Death of one million bees in South Africa linked to fipronil
Fipronil has been identified as the cause of death of over one million bees in South Africa, linking back to insecticides used by wine farmers.
At least one million bees are suspected to have dies from poisoning near Cape Town, South Africa.
Brendan Ashley-Cooper, vice-president of the Western Cape bee association, mentioned how around 100 of hi hives were affeced, and told the BBC that an insecticide used by wine farmers, Fipronil, was thought to have killed the insects on his farm.
Many other bee farmers in the area have also been affected, with at least one million bees though to have been killed.
Fipronil is an insecticide that is used to control ants, cockroaches, beetles, ticks, termites, rootworms, fleas and mole crickets. It is a white powder, that was initially registered for use in the US in 1996. Currently, over 50 registered products contain fipronil, ranging from granular products for grass, gel baits and spot-on pet care products, to liquid termite control products and products for agriculture.
It works by killing insects that it comes into contact with, or those that consume it. The compound it more toxic to insects than people and pets as it binds insect nerve endings. It has been blamed for the death of many millions of honey bees in Europe.

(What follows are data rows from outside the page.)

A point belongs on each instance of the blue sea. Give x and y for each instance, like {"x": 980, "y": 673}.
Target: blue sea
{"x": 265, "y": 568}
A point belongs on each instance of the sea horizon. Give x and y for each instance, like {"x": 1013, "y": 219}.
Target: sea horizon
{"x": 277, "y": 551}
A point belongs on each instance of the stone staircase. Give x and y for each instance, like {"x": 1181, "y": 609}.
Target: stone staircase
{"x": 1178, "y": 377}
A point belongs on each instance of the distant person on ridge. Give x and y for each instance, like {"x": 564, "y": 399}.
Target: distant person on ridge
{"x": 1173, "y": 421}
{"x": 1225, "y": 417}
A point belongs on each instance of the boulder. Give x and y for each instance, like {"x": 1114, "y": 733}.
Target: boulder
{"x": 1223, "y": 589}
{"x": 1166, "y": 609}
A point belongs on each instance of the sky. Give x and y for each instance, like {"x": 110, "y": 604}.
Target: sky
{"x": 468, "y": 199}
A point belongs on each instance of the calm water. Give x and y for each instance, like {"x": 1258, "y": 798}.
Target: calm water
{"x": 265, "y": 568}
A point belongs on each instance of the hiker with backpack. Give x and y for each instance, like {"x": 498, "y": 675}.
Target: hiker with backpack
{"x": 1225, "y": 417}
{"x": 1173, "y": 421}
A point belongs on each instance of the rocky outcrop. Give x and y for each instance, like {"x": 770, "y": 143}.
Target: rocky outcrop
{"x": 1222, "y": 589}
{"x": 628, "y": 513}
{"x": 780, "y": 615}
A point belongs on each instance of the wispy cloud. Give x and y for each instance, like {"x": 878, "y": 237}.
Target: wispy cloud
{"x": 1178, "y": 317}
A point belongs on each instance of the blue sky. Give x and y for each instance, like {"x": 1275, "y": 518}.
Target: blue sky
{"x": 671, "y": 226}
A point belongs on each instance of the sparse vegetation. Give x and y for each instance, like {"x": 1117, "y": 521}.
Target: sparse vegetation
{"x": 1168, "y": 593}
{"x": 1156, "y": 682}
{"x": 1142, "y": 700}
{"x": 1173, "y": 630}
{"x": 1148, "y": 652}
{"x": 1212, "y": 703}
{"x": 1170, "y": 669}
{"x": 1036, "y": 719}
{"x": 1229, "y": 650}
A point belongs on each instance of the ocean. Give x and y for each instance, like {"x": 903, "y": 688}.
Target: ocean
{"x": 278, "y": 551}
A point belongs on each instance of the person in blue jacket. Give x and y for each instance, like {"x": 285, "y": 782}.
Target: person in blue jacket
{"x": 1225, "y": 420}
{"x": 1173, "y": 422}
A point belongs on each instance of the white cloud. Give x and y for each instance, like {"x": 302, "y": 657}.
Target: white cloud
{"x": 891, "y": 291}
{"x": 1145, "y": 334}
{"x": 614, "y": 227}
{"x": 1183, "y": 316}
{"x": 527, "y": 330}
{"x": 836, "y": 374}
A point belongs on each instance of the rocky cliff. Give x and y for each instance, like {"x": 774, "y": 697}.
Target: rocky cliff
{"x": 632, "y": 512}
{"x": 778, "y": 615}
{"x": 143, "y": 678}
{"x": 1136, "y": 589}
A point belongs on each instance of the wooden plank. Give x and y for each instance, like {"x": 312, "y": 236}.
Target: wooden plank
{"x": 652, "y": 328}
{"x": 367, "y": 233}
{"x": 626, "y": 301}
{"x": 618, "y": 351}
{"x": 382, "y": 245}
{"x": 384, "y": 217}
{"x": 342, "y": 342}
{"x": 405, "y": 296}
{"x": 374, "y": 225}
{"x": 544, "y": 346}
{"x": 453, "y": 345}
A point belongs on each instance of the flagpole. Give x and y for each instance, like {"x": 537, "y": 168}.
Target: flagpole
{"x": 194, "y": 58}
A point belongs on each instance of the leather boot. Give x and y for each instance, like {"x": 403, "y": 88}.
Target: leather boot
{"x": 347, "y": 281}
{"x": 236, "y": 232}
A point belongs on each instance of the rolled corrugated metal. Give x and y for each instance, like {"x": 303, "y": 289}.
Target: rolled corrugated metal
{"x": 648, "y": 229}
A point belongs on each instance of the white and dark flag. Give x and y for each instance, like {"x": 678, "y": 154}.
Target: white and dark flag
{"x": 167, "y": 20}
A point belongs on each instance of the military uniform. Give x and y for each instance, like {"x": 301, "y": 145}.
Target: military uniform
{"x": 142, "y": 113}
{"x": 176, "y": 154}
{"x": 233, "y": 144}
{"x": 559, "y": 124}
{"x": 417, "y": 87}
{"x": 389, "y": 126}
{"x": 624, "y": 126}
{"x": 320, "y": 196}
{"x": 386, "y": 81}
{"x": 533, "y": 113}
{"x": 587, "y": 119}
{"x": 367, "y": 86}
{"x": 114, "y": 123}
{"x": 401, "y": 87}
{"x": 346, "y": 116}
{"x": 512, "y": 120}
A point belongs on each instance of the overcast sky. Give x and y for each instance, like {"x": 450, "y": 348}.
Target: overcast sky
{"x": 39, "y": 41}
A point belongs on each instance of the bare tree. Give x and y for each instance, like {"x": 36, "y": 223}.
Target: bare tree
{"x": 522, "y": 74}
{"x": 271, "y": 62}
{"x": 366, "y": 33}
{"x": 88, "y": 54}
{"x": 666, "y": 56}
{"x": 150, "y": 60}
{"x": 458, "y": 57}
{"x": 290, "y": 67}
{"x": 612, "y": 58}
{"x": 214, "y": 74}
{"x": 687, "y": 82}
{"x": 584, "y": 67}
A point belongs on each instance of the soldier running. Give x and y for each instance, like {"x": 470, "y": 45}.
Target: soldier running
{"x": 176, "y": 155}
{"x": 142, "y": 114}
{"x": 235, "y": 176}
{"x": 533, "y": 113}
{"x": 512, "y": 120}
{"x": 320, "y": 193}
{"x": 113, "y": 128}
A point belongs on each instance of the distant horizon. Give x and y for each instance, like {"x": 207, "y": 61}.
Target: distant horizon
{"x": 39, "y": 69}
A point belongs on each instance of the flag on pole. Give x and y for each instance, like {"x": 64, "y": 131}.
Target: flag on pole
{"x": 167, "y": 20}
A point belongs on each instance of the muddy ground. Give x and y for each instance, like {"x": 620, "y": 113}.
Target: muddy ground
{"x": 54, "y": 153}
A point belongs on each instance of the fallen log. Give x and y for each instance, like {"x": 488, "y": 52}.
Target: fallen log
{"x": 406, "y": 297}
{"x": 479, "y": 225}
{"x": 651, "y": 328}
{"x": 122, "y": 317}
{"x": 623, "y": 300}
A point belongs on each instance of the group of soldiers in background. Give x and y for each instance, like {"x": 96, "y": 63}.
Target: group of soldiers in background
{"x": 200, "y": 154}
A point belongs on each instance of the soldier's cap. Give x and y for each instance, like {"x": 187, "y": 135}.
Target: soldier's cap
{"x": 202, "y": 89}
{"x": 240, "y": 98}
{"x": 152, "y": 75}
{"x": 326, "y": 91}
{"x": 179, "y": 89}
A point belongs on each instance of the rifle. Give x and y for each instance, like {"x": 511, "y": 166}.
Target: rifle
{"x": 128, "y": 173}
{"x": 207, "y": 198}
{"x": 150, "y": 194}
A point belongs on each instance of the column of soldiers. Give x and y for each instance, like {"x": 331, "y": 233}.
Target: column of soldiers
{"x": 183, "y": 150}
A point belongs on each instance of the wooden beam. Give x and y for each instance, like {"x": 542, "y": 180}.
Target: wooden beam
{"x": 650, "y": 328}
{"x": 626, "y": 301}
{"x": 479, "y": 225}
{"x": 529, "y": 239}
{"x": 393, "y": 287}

Despite around 35 to 40 per cent of his bees being killed, Mr Ashley-Cooper mentioned how the deaths would not make a huge difference to the total number of honey bees in South Africa, but would decrease his honey yield of the year.
“A week ago we started getting calls that beekeepers were finding dead bees in front of their hives,” he told the BBC.
“A large majority of hives have been affected,” Mr Ashley-Cooper said.
“There would be a small impact on honey production, and “some uncles and aunties will have to go without honey this Christmas”, he said.
Wild and managed bee hives have been affected, with both wine farmers and the government working with bee farmers to resolve the issue.